Wednesday, August 30, 2006


An addition to my previous story: some pictures of Budapest from the useful country website: and from the Thermal Baths website that I mention in my story below (if you haven't read it yet - it is worth reading!)


Today I would like to continue my series of stories about Eastern European countries and this one is about Hungary. Hungary is very close to my heart because I lived and studied there for 2 years.

When I was a little child I believed that Hungary was a place where my Grandma had her garden because the majority of products that were exported from Hungary to USSR in those days were fruits and vegetables, the canned ones in particular, for instance tomatos in their own juice, plum and cherry compot, pickles, peppers (paprika). This was heaven on Earth especially in winter!

When I went to Hungary to study I had a feeling of going back to my childhood. For one, paprika was everywhere, they add it to everything, for the exception of, may be, ice-cream :-) The climate in Hungary is such that allows to grow all these fruits and vegetables and I actually had an impression that Budapest had about 300 sunny days in a year! This same climate is fantastic for grapes and that is why Hungary is famous for its sweet desert wine - Tokaj. It can actually be so sweet (if it has 6 stars) that it has a honey-like texture and extreme sweetness.

With all this sweetness around, however, Hungary made a different impression on me than Czech Rep. It felt like it was a more sad country, people smiled less as if they were constantly depressed by something... There was no sign of that bubbling evergy and the only place where there were bubbles were the famous Hungarian thermal baths/spas.

This is indeed a unique experience: it is kind of a big water park but there are no slides, only pools, plenty of them, with different water temperatures, outdoors and indoors, just with water or with some salts and herbs added, steam rooms and saunas. Hungarians claim these will treat any of your diseases. That's one thing you MUST experience in Budapest. For more information, please, see the link:

I also would like to say a couple of words with an educatioal institution I was associated with: CEU- Central European University. I think what is unique about it is diversity: it attracts students from all over Central Europe, including all those tiny countries most people have never heard of. This is a great place to learn about the region.

Another thing that is unique about CEU is the Department of Gender Studies. I never heard about anything like this anywhere I went, may be you have? Up to this day I am puzzled about the essence of this program. I was doing my MBA at that time and didn't have an opportunity to go into details about that department but it felt like they were studying differences between men and women and also feminism. For one, the absolute majority of the class were ladies and only 1 or 2 men. Well, this is still an unsloved mystery for me and I invite you to try to "solve" it, if nothing else, it would be a great learning experience:

The last thing I would like to mention about my Hungarian experience is the fireworks. I was lucky to see tremendous fireworks in 1999 in Budapest, which celebrated, if I am not mistaken (and let the Hungarians forgive me) 1000 years of the foundation of Hungarian State.

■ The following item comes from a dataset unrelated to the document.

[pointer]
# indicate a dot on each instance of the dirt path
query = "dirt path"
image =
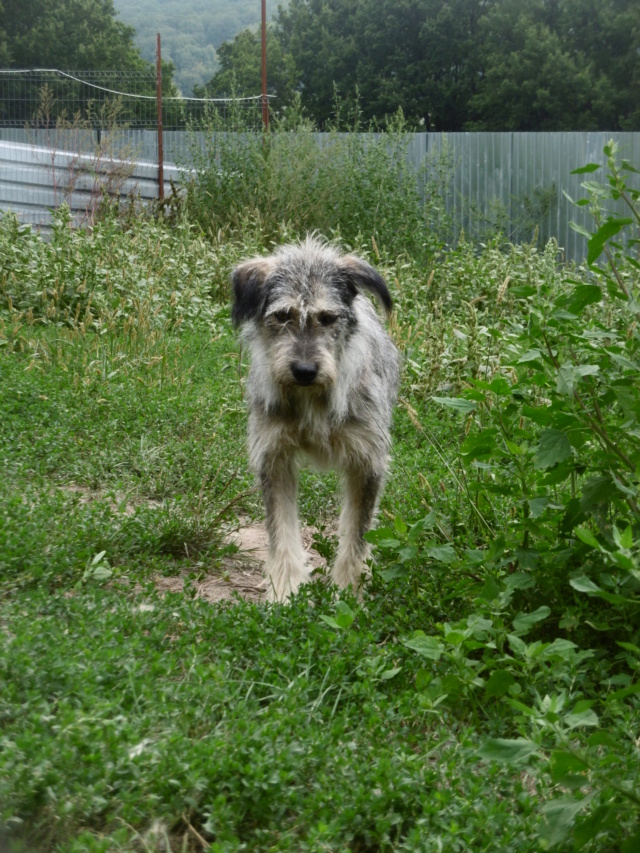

I have never ever in my life seen anything like this before in its length, might and beauty! And I have seen a number of good ones, like Queen Elizabeth II Golden Jubilee fireworks in London, several Independence Day fireworks in USA, 300-th anniversary of the Russian Navy fireworks - all really good but Hungarians made it an excellent unforgetable show! If you are lucky enought to live till the 1500's anniversary of the Hungarian State or even better - 2000's :-)))) make sure you are in Budpest at the end of august - I promise you an experience of a lifetime!

Tuesday, August 29, 2006

Getting started in International Trade

Today I would like to introduce a very usful link for those who are thinking about getting invloved in INTERNATIONAL TRADE. Please, visit the website:
The article is very useful for beginners. Also check out Incoterms guide on the left-hand column navigation.

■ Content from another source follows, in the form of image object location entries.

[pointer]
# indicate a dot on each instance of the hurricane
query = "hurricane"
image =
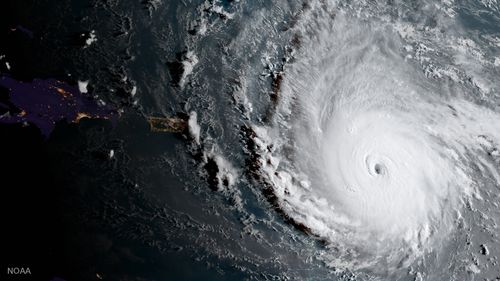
(381, 130)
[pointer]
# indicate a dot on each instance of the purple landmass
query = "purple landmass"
(45, 102)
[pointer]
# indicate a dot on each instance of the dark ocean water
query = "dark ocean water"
(244, 190)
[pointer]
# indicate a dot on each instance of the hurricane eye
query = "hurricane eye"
(379, 169)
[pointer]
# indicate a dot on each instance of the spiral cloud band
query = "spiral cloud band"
(368, 152)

One great tip for beginners: do A LOT OF market research. Even if in the end you decide not to developm export-import relationship with that particular country your market research will surve you good - it means it preveted you from loosing a lot of money in the venture that was not worth it.

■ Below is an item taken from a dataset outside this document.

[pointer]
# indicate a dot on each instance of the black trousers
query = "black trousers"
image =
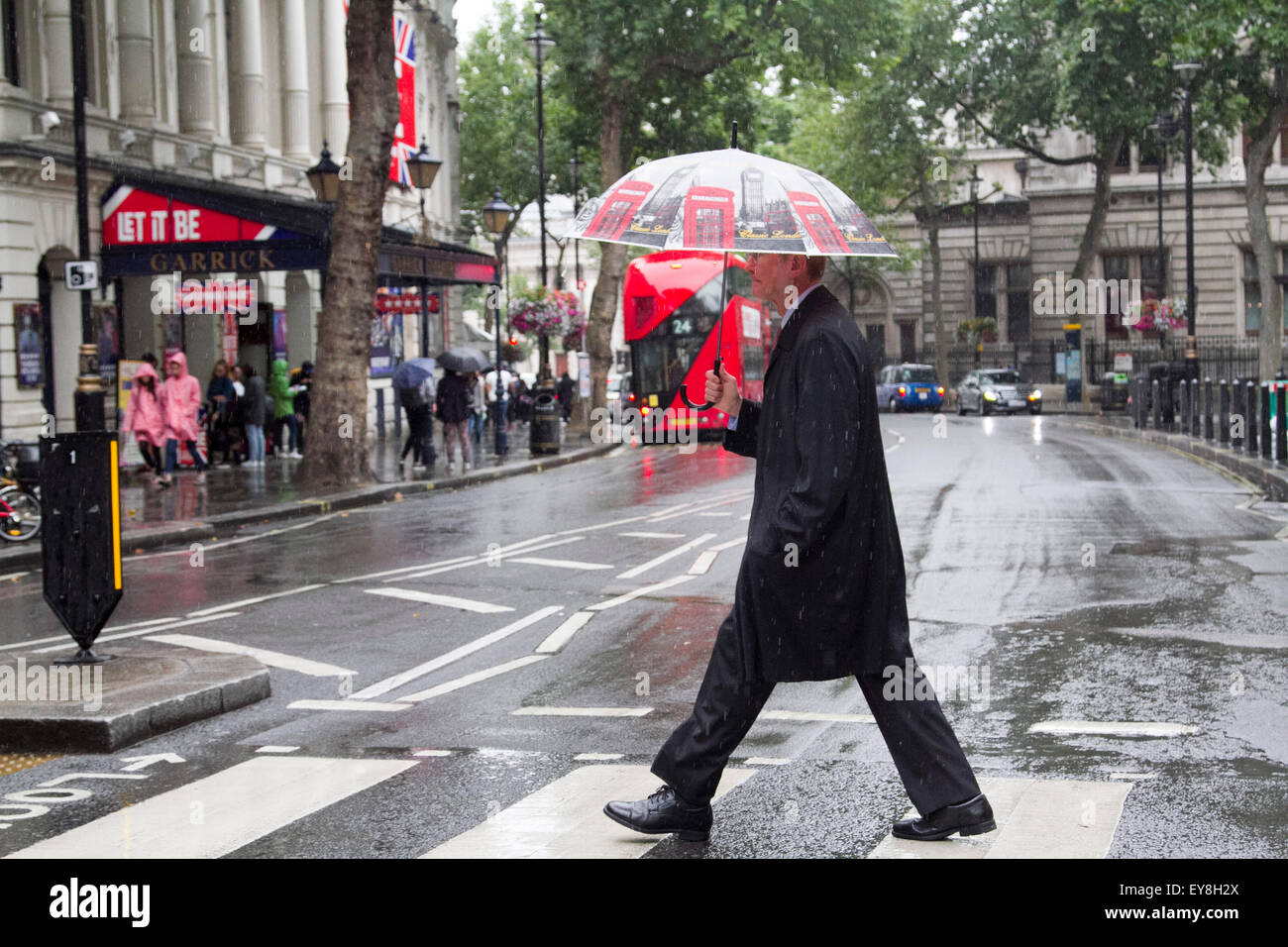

Always start with a humble attitude "I don't know anything" rather than "I know everything - let's just go and do it!" that I often hear from my clients in Chicago in my day-to-day activities. KNOWLEDGE/INFORMATION IS POWER! This is my favourite proverb.

Monday, August 28, 2006


As promissed here are some photos of Prague borrowed from Prague Information Service: (very useful site and much more photos there!):

Eastern European Stories: Czeck Republic.

Dear Readers!
Today I would like to start a series of stories that will uncover some myths about Eastern Europe that exist. And the greatest myth of all is the following: it is believed in many countries outside Eastern Europe that countries, which are located in that region are very simillar and many people won't be able to tell the difference between, say, Poland and Hungary. I would like to correct that. Each country in the region is unique and proud of its individual character, though many of them share some history.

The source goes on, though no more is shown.